Even as the future of General Motors Corp. and the entire U.S. auto industry remains in question, its major rivals are hardly celebrating, according to this story from the Associated Press. Toyota and other Japanese carmakers say the bankruptcy of any of Detroit’s Big Three would spell serious trouble for them as well.
Should that happen, “the damage to our business is certain to be tremendous,” Toyota Motor Corp. spokesman Hideaki Homma said today. “The conditions for the U.S. auto market are extremely tough right now, and any additional negative is sure to make things worse.”
One major problem is that Japanese carmakers in the United States share many of the same parts suppliers. If a Detroit automaker were to collapse, suppliers would likely follow, setting off a chain reaction that could wreak havoc for Japanese production in the United States, a vital market.
More broadly, the U.S. crisis could lead to huge job losses and further weaken consumer spending, especially for big-ticket items such as automobiles. Together, the Big Three Detroit American automakers directly employ 239,000 workers in the United States.
Counting other businesses that depend on the automakers, economists estimate that 2.5 million jobs would be lost if all three companies went out of business.
“Whether it is the impact on consumer confidence or the impact on the suppliers that we all share, having one or more of the major automakers in severe distress has consequences for the entire industry,” Simon Sproule, corporate vice president of global communications at Nissan Motor Co., Japan’s third-biggest carmaker, said.
A possible advantage from a collapse of the U.S. auto industry could come only many years later—perhaps in a decade—when Japanese manufacturers would compete against weaker rivals in the United States, especially if they further exploit their lead in green technology with hybrids or electric vehicles, said Koji Endo, auto analyst with Credit Suisse in Tokyo.
“But that’s for the long, long term,” he said. “For now, the situation is bound to get worse for the Japanese.”
After the U.S. Senate last week rejected an auto industry lifeline, the Bush administration is considering ways of providing emergency aid to General Motors and Chrysler LLC, which have said they could run out of cash within weeks without federal aid. Ford Motor Co. says it can survive 2009, but it also has asked Congress for a line of credit.
While Japanese automakers are in far better financial state than their American counterparts, they are all getting battered in the shrinking U.S. vehicle market. Vehicle sales in Japan and Europe also are waning, and even demand in developing economies in China, India and Latin America is weakening.

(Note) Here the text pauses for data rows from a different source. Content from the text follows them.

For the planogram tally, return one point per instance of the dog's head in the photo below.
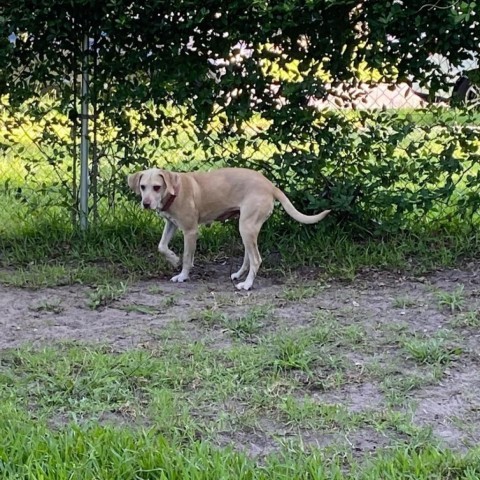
(154, 185)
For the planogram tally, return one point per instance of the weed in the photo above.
(106, 294)
(54, 306)
(403, 302)
(293, 352)
(249, 324)
(431, 350)
(301, 292)
(454, 301)
(468, 319)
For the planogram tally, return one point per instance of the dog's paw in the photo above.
(170, 257)
(236, 276)
(179, 278)
(244, 285)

“This is a global crisis affecting the entire auto industry: No one is immune,” Nissan’s Sproule said. “And it is in everyone’s interest to see a healthy auto industry that is able to manage through this crisis.”\
Toyota, Japan’s top automaker already has slashed its profit forecast for the fiscal year through March to $5.9 billion, or about a third of its previous year’s earnings. Expectations are rife that another downward revision is coming. For now, there are even alarming signs the Japanese may be falling in the footsteps of the U.S. automakers, said Endo.
GM, which has already idled five factories this year, announced Friday it is temporarily closing 21 factories across North America. Toyota has also suspended production at several North American plants in recent months.
The region is critical for Japan’s automakers—both Toyota and Honda sell more vehicles in North America than they do in Japan.
“There is absolutely no way, in my view, that the Big Three’s woes can work as a plus for the Japanese automakers,” Tsuyoshi Mochimaru, analyst for Barclays Capital in Tokyo, said. “So what if there might be a market-share increase some years ahead? The pie itself is shrinking. Sales volume is plunging. And that’s why all the automakers are suffering.”